Asosiasi Sepak Bola Israel menyelenggarakan pertandingan liga resmi di wilayah pendudukan Negara Palestina, yang jelas merupakan pelanggaran terhadap statuta FIFA dan Piagam Olimpiade.

Kedua, saya tidak pernah mendengar organisasi olahraga mana pun di Israel mengkritik serangan, perusakan, dan pembunuhan yang dilakukan pemerintah mereka [Palestinian] pemain.

Kami akan terus mendorong IOC dan FIFA untuk mengikuti prinsip mereka.

Saya berharap komunitas internasional, baik itu olahraga atau masyarakat sipil, akan memahami bahwa ini adalah waktu yang tepat untuk memberikan kartu merah. [for Israel].

Orang Israel tidak punya hak untuk menolak hak yang sama yang mereka nikmati kepada orang lain.

Al Jazeera: Apakah perang di Gaza mempengaruhi konsentrasi dan fokus para pemain?

Rajoub: Tentu saja. Ini merupakan suatu keasyikan bagi mereka. Bayangkan seorang pemain, kerabatnya, keluarganya, tetangganya, rekan-rekannya [in Gaza]. Ini sebuah tragedi. Namun menyerah bukanlah dan tidak seharusnya menjadi bagian dari rencana kami.

Kita tidak boleh menyerah. Kita semua terkena dampaknya [by the war] secara psikologis dan fisik, tetapi kami harus terus berjuang.

Al Jazeera: Bagaimana masa depan tim dan pemain Palestina yang harus kembali ke rumah di tengah perang?

Rajoub: Kami adalah rakyat Palestina. Kita menghadapi nasib yang sama, takdir yang sama, situasi yang sama.

Kami pulang, bertemu keluarga, dan kembali mencoba pergi ke suatu tempat untuk bermain karena olahraga adalah bagian dari perlawanan kami. Olahraga adalah bagian dari tugas nasional kita terhadap rakyat kita.

Al Jazeera: Palestina menghadapi Qatar, tuan rumah dan juara bertahan, di babak 16 besar. Apakah Anda khawatir dengan pertandingan tersebut?
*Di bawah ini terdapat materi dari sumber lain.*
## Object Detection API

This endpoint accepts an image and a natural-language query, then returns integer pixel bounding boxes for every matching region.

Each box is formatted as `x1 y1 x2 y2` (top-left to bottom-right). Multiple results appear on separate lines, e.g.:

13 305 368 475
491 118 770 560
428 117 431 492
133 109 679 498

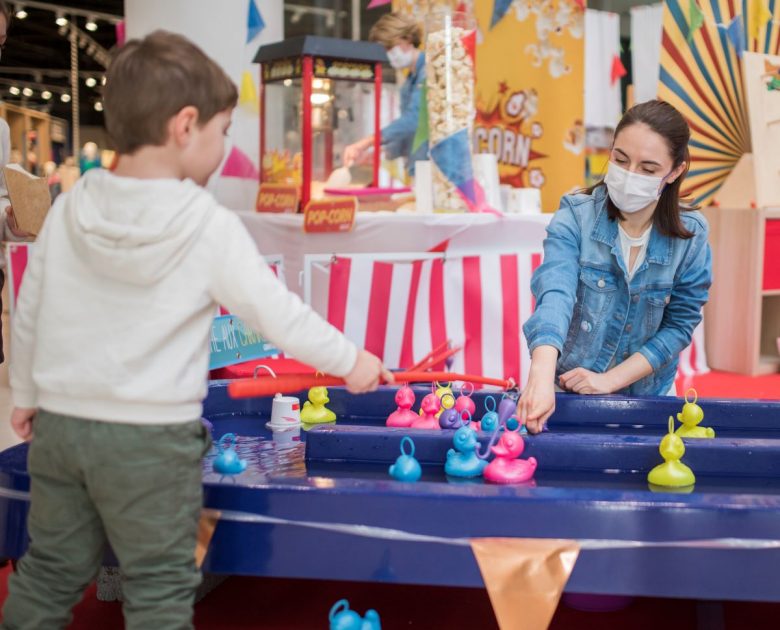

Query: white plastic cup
266 394 301 431
414 160 433 214
473 153 504 212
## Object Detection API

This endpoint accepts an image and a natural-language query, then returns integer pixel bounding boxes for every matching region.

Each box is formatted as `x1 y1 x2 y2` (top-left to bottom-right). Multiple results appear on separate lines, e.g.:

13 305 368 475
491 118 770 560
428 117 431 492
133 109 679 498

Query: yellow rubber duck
301 386 336 431
647 416 696 488
675 388 715 438
420 383 455 418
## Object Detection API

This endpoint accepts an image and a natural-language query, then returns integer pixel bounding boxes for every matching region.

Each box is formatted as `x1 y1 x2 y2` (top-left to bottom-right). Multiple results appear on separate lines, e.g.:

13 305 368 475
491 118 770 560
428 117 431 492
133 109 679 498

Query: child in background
518 101 712 433
2 32 392 630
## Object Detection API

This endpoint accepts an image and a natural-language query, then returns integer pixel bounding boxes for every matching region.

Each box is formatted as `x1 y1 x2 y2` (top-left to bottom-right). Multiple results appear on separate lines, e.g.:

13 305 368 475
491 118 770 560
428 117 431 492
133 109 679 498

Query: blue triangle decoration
726 15 747 59
246 0 265 44
490 0 514 29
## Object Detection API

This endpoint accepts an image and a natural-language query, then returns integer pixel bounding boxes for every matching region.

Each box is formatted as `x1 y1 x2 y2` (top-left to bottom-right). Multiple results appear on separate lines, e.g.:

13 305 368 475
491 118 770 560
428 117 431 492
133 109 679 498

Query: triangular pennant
412 83 430 153
471 538 580 630
609 55 628 85
726 15 747 59
246 0 265 44
222 147 260 180
749 0 772 39
238 70 260 113
490 0 514 29
688 0 704 41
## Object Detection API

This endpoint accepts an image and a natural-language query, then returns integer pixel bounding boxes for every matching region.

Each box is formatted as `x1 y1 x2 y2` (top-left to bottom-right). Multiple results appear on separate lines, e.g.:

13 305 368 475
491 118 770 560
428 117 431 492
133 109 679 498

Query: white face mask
604 162 668 214
387 44 414 70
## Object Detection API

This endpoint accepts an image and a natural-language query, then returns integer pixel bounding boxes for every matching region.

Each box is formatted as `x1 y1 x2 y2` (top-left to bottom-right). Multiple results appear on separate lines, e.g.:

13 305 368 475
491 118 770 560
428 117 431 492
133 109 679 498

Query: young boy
3 32 392 629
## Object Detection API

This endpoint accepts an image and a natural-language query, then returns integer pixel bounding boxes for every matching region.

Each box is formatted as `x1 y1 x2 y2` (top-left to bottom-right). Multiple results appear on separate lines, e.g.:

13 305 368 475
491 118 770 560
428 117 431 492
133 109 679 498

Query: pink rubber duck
412 394 441 430
387 385 420 428
483 431 536 483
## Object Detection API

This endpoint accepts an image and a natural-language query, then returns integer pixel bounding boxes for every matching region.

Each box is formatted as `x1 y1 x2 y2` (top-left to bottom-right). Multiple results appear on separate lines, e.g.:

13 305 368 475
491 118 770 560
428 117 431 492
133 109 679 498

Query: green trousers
1 411 211 630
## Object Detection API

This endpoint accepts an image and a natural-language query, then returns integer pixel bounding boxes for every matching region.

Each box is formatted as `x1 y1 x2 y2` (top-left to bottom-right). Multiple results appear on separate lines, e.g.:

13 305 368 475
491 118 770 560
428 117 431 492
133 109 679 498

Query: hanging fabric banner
471 538 580 630
472 0 584 211
246 0 265 44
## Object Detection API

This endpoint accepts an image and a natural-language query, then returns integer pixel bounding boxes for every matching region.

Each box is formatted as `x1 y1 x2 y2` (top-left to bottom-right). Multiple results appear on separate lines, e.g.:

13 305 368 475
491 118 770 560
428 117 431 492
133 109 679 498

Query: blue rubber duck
444 425 487 479
328 599 382 630
213 433 246 475
388 435 422 482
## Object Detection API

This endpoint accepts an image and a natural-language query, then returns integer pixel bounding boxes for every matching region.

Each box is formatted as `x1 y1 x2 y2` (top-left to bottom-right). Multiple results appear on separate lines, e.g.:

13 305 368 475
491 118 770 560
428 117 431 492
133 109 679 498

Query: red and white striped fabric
327 252 541 380
320 252 708 383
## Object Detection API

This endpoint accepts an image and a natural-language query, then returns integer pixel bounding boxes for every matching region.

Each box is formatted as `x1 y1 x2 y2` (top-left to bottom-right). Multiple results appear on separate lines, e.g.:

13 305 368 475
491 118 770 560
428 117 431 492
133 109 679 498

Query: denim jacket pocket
561 267 618 368
645 285 672 336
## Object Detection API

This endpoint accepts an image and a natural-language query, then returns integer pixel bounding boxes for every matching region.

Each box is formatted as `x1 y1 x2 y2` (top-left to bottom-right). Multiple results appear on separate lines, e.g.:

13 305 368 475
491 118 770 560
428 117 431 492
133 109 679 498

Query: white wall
125 0 284 209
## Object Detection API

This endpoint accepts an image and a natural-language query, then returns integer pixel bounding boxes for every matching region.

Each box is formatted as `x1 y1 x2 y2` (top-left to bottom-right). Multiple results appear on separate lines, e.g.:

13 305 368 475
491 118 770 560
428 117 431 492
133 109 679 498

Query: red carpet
0 372 780 630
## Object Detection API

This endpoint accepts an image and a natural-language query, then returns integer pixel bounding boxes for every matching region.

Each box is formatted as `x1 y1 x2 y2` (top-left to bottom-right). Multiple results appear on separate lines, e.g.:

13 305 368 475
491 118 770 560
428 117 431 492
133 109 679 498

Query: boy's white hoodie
11 170 357 424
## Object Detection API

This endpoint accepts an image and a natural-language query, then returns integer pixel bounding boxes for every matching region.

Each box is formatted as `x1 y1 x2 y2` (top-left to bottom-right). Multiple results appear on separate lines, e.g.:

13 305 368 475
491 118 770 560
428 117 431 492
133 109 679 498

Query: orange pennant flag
471 538 580 630
195 509 220 569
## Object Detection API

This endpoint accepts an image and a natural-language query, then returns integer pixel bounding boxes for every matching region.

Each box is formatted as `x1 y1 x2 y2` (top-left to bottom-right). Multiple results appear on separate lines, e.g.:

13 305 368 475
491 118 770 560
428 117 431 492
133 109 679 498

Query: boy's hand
11 407 37 442
5 206 33 238
344 350 393 394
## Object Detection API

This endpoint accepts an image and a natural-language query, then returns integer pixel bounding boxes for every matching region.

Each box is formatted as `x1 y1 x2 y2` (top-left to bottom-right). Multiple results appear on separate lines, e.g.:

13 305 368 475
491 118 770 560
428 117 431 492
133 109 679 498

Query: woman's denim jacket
523 186 712 395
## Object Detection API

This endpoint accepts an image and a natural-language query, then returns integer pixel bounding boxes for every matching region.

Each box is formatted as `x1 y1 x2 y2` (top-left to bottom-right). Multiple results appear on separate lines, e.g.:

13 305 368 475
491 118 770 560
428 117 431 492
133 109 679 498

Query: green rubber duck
675 388 715 438
647 416 696 488
301 386 336 431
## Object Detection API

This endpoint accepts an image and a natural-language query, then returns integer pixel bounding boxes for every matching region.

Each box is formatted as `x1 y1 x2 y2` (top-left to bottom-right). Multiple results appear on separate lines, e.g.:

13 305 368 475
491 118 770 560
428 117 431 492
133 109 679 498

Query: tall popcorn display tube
425 12 477 212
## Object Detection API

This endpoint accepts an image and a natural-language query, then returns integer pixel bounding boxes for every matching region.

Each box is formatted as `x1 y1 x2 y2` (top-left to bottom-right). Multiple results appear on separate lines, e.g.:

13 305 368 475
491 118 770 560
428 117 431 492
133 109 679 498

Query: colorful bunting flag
749 0 772 39
412 83 430 153
246 0 265 44
688 0 704 41
238 70 260 113
222 147 260 180
490 0 514 29
726 15 747 59
609 55 628 85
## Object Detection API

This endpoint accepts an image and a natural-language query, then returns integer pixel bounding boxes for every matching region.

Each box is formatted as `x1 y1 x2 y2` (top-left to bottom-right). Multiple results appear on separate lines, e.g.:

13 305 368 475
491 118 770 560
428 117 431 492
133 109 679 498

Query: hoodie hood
64 169 215 285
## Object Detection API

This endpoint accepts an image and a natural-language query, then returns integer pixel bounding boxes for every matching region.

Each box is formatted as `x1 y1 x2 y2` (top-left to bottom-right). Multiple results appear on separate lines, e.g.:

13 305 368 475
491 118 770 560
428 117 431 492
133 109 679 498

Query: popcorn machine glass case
255 36 387 208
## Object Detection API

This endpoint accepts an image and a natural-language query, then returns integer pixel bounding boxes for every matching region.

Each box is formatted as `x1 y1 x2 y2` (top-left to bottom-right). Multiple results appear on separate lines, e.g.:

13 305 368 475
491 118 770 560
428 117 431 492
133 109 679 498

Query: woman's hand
344 136 374 168
517 377 555 433
517 346 558 433
560 368 619 394
11 407 37 441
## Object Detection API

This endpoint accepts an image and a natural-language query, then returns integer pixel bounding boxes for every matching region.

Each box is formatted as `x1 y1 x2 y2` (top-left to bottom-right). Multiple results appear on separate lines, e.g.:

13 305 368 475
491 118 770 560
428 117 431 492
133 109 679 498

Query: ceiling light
311 92 330 105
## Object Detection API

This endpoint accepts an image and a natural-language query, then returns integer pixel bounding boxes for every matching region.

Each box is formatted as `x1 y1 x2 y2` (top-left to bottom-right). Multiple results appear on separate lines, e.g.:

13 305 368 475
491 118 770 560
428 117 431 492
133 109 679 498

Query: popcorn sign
303 197 357 234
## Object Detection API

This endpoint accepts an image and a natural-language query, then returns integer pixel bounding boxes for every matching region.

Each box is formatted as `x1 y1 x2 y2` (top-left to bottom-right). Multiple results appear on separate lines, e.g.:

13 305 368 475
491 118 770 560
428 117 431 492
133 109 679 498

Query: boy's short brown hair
103 31 238 154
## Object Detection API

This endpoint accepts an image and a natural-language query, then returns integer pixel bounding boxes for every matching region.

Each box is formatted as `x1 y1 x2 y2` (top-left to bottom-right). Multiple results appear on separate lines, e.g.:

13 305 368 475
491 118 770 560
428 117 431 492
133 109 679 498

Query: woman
518 101 712 432
344 13 428 175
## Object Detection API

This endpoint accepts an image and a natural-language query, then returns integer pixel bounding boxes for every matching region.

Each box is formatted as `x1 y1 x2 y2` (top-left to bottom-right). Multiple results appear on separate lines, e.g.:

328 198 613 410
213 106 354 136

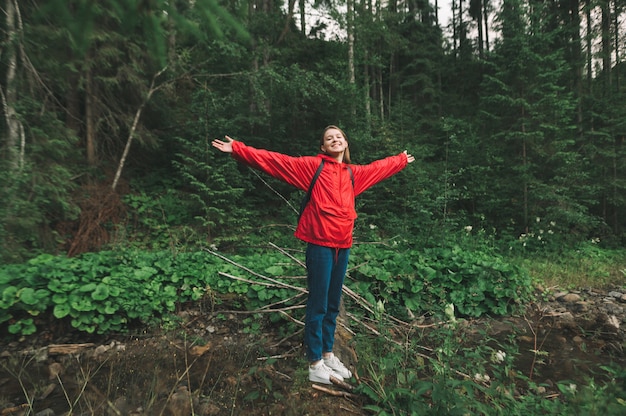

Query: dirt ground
0 290 626 416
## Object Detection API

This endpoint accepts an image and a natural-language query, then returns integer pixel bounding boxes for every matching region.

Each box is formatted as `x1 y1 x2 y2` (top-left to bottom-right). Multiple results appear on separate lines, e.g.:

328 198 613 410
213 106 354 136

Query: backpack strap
298 159 326 222
298 159 354 222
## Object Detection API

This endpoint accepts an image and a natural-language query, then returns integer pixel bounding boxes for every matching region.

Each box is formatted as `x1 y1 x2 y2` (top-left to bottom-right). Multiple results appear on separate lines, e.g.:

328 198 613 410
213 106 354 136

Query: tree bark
2 0 26 170
111 67 167 191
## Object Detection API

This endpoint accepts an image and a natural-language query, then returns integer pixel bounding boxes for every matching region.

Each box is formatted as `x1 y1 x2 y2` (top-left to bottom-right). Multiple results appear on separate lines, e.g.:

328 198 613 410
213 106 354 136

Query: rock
556 293 580 303
574 300 589 313
556 312 578 329
48 363 63 380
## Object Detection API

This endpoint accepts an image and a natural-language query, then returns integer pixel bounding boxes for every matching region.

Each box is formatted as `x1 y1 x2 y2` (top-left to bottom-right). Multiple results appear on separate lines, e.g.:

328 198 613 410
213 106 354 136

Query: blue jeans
304 243 350 362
Rajoub: Kami adalah tim terkuat di dunia. Tekad dan kesabaran kami memberdayakan dan memotivasi pemain kami.

Sumber

Previous article“Saya melakukannya demi pengaruh” Agozi Samuel mengajukan permintaan maaf publik kepada Ayo Makun menyusul petisi (Video)
Next articleApa yang kita ketahui tentang serangan pesawat tak berawak yang menewaskan tentara AS di Yordania
Freelance journalist covering Indonesia and Timor-Leste. Bylines in the South China Morning Post, Nikkei Asia, The Telegraph and other outlets. Past TV work for ABC News US, Al Jazeera English and TRT World. Previously reported out of Taiwan.